I keep hearing the lyrics from two musicals in my head. I hear ‘What I did for Love’ from A Chorus line. I think about the line ‘If today were the day you had to stop dancing, how would you feel?’ but we didn’t know. And for many of us the reality is, March 16th 2020 was the day we stopped dancing. And we didn’t get to say goodbye. It wasn’t a fond farewell at the end of a successful career. Or even a considered, if regret filled decision after one too many rejections. Our industry disappeared overnight. And we didn’t get a chance to say goodbye. After years, decades of work, we’ve spent four months not knowing if we will ever do what we loved again. And while, we might eventually say ‘I won’t regret what I did for love’ right now we’re grieving.
And I keep hearing ‘there’s a grief that can’t be spoken there’s a pain goes on and on. Empty chairs at empty tables’ and yes, like Les Mis itself it’s melodramatic as hell. But guess what? That’s what we were all paid for. Or mostly not paid for actually. And we might be being as dramatic as Eddie Redmayne ugly crying…but most of us have cried more tears than we care to admit these last four months.
And maybe it’s impossible to explain to someone outside of our industry. I get that maybe not everyone would cry if their job disappeared. But haven’t you ever loved something? Been passionate about something? Whether it’s football or knitting, running, stamp collecting. Now imagine you somehow found a way to make that your job, you sacrificed everything for it eat and sleep it. We exist in a strange world where work and life are blurred, and while that might not be healthy, we don’t know what to do without it.
There’s some light at the end of the tunnel. Let me be clear the Government money won’t save us. It’s too late and not enough. We can’t open our shows yet, but we’re crossing our fingers the experiments from Andrew Lloyd Webber help, and that the outdoor theatre gives other theatres and freelancers a much-needed boost. But we can’t sustain like this. We’re effectively closed until next year, and even then we don’t know what will happen, what it will look like.
But we’ve shown we’re not going without a fight. We’ve made work, we’ve raised money, we’ve kept each other going. And no, we haven’t won the war, because the odds are so phenomenally stacked against us. I know plenty of us will be there to the very last lifeboat. Playing a violin and doing a tap-dance probably.

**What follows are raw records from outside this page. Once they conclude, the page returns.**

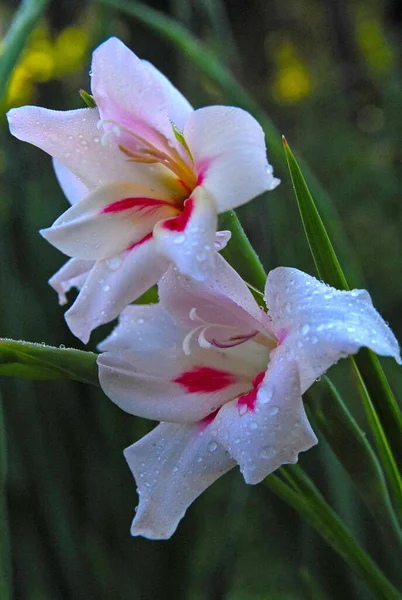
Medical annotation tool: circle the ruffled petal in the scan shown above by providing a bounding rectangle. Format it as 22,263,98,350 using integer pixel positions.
48,258,93,305
214,361,317,484
91,37,173,147
98,342,266,423
153,186,217,280
159,253,272,347
65,236,168,343
53,159,88,205
124,422,235,539
41,182,178,260
184,106,279,212
143,60,193,130
7,106,161,189
265,267,401,392
98,303,188,352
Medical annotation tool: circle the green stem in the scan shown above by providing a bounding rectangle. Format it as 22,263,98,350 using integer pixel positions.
267,467,402,600
0,387,12,600
0,0,49,105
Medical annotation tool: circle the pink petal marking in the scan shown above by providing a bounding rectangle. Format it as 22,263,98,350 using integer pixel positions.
276,328,288,345
126,232,153,252
173,365,236,393
102,197,173,215
237,371,265,413
199,408,220,431
162,196,194,232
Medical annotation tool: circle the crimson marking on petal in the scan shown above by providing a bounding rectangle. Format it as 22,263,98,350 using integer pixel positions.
177,178,192,195
199,408,220,431
162,196,194,232
102,197,172,215
126,232,153,252
237,370,265,413
173,365,236,394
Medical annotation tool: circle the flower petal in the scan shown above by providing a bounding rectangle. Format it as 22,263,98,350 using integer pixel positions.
266,267,401,392
65,236,168,343
41,182,178,260
53,159,88,205
184,106,279,212
154,186,217,280
98,342,268,423
124,422,234,539
98,303,188,352
49,258,93,305
91,37,173,146
7,106,160,189
159,252,272,346
214,361,317,484
143,60,193,130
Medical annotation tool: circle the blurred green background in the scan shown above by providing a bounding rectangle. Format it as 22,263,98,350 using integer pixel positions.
0,0,401,598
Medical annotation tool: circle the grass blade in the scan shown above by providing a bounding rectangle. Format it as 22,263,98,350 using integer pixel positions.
0,387,12,600
0,339,98,386
0,0,49,105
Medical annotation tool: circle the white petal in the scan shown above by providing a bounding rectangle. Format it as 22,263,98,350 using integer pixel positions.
143,60,193,130
266,267,401,392
53,159,88,205
124,422,235,539
91,37,173,146
98,303,188,352
98,343,259,423
65,237,168,343
7,106,161,189
41,182,178,260
154,186,217,280
159,253,271,344
48,258,93,305
214,361,317,484
184,106,279,212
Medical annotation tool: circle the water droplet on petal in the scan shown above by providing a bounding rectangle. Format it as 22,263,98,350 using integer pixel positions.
207,441,218,453
106,256,123,271
301,324,310,335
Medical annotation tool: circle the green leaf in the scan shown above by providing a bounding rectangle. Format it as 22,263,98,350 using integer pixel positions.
266,467,402,600
0,0,49,106
79,89,97,108
0,339,99,386
309,377,402,548
0,388,12,600
282,137,402,503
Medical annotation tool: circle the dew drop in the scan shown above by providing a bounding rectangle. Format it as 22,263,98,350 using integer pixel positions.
249,420,258,430
301,324,310,335
207,441,218,453
103,284,111,292
268,405,279,416
106,256,122,271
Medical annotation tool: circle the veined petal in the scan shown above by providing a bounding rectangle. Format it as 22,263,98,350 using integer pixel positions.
184,106,279,212
53,159,88,205
91,37,173,147
98,341,268,423
98,303,188,353
7,106,163,190
266,267,401,392
154,186,217,281
143,60,193,131
40,182,179,260
49,258,93,305
159,253,270,344
124,422,234,539
65,236,168,343
214,361,317,484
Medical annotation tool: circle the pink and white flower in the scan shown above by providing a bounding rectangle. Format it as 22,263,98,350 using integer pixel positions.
7,37,279,343
97,256,400,539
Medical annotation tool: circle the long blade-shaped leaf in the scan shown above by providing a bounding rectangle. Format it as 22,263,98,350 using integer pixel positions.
283,137,402,495
0,339,98,386
266,467,402,600
309,377,402,547
0,0,49,105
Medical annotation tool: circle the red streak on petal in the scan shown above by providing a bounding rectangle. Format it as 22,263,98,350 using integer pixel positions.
173,365,236,394
162,196,194,232
276,328,288,345
237,370,265,413
199,408,220,431
177,179,192,195
102,197,172,215
126,232,153,252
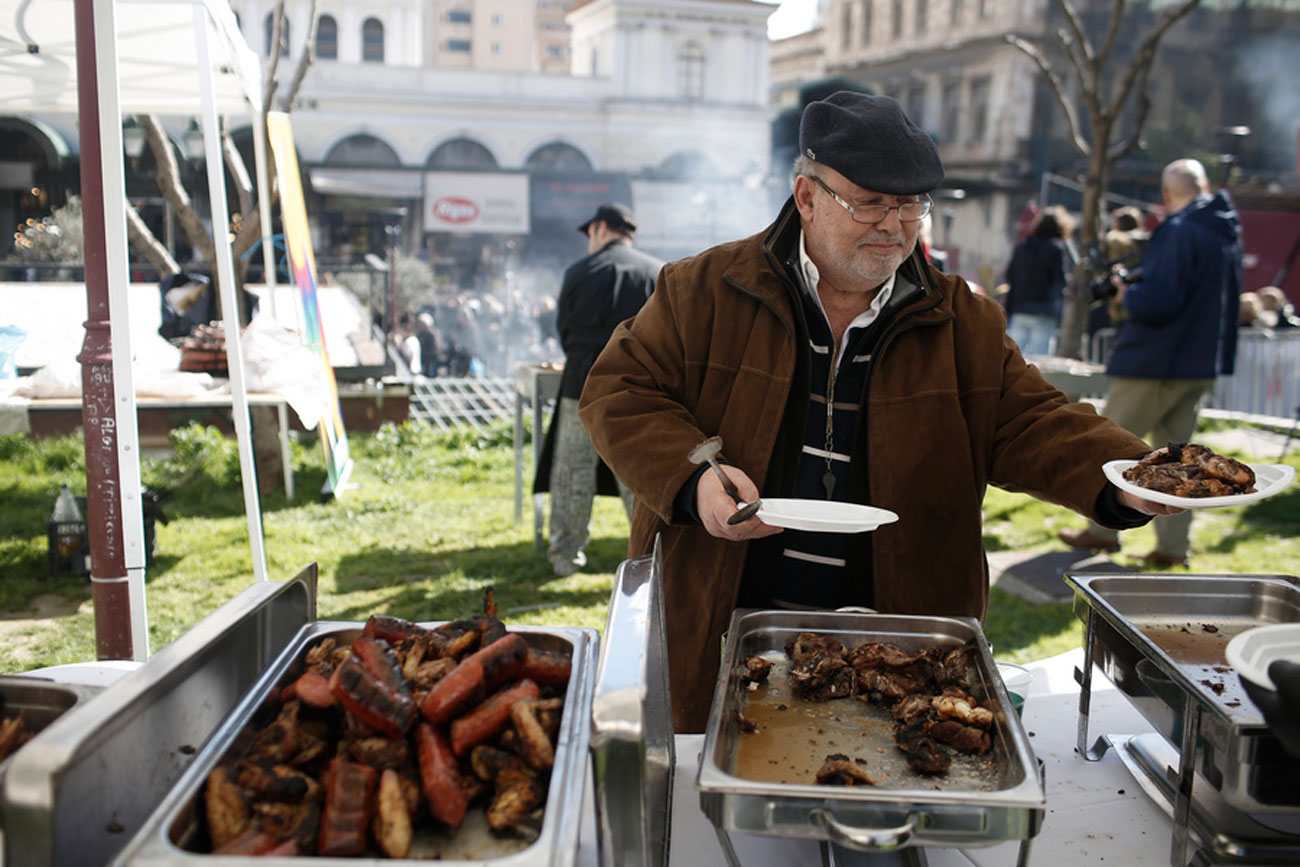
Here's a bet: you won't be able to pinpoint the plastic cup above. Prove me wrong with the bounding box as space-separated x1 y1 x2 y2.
996 661 1033 718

And that includes all of you who consider yourselves ‘just’ audience members. All of us who are just hanging in there see you all telling us you can’t wait to get back. And you keep us all going.

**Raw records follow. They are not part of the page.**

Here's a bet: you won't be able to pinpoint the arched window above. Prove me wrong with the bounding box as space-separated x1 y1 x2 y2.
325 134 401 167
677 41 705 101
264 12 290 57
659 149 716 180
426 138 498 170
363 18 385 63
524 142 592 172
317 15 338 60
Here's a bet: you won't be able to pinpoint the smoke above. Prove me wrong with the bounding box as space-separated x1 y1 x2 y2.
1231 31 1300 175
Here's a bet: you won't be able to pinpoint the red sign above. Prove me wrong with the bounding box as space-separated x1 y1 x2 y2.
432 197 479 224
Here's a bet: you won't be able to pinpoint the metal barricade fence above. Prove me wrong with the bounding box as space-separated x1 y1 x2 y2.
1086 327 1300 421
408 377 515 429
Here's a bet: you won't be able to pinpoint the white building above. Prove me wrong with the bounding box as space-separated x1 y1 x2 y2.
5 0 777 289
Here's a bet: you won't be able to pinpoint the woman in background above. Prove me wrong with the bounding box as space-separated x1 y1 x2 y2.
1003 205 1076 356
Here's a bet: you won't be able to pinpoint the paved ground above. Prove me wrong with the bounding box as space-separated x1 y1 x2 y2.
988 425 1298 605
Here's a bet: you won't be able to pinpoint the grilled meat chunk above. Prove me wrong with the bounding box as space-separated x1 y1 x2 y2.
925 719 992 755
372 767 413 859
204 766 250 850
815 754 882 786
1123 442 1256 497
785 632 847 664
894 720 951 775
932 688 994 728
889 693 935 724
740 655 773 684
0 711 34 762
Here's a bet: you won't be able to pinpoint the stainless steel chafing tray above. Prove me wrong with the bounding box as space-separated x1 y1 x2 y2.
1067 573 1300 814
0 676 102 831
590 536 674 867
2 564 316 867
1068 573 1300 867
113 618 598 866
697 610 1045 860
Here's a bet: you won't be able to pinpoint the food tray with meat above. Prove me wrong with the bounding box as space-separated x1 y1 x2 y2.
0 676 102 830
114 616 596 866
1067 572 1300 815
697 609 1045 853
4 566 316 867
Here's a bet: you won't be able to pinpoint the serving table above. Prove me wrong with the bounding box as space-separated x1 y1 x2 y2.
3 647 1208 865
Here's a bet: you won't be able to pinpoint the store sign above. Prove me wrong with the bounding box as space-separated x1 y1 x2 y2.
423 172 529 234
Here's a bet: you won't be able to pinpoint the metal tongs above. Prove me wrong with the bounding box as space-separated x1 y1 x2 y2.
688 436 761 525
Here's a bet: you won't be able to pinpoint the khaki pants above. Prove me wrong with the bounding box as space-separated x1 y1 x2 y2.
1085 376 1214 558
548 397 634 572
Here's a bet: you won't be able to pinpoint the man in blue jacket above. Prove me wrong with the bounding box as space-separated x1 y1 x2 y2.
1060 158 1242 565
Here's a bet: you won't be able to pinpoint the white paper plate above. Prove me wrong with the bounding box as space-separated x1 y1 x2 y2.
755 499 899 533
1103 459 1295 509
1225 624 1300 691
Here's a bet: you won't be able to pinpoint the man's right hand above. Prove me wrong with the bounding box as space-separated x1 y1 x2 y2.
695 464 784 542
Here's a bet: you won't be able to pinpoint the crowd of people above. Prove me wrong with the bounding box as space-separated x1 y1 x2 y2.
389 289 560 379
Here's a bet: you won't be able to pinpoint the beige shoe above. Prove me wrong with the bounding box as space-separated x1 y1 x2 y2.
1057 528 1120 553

And it’s also our community that will see us through. I can’t tell you how much I’ve clung to calls with my writing partner, or the company I’m Chair of, or all the random theatre conversations I’ve had over Zoom, or the actors who helped me make whole plays over the internet. Or my weekly, utterly ridiculous theatre quiz, that above everything else reminds me every week what we’re fighting for- the right to be nerdy as hell about playing make believe because it makes us happy. It makes us feel, it makes being alive (yes, I went there) worth it. Eventually.
But for now, I can’t take another person telling me ‘it’ll be alright’ because it won’t. And we’re grieving and fighting all at once. And we’re exhausted. And still we can’t stop. And we’re scared, and sad. So, bear with us, even if you don’t get it, even while your life goes back to a ‘new normal’. We’re still waiting to see if we’ve got a life to go back to at all.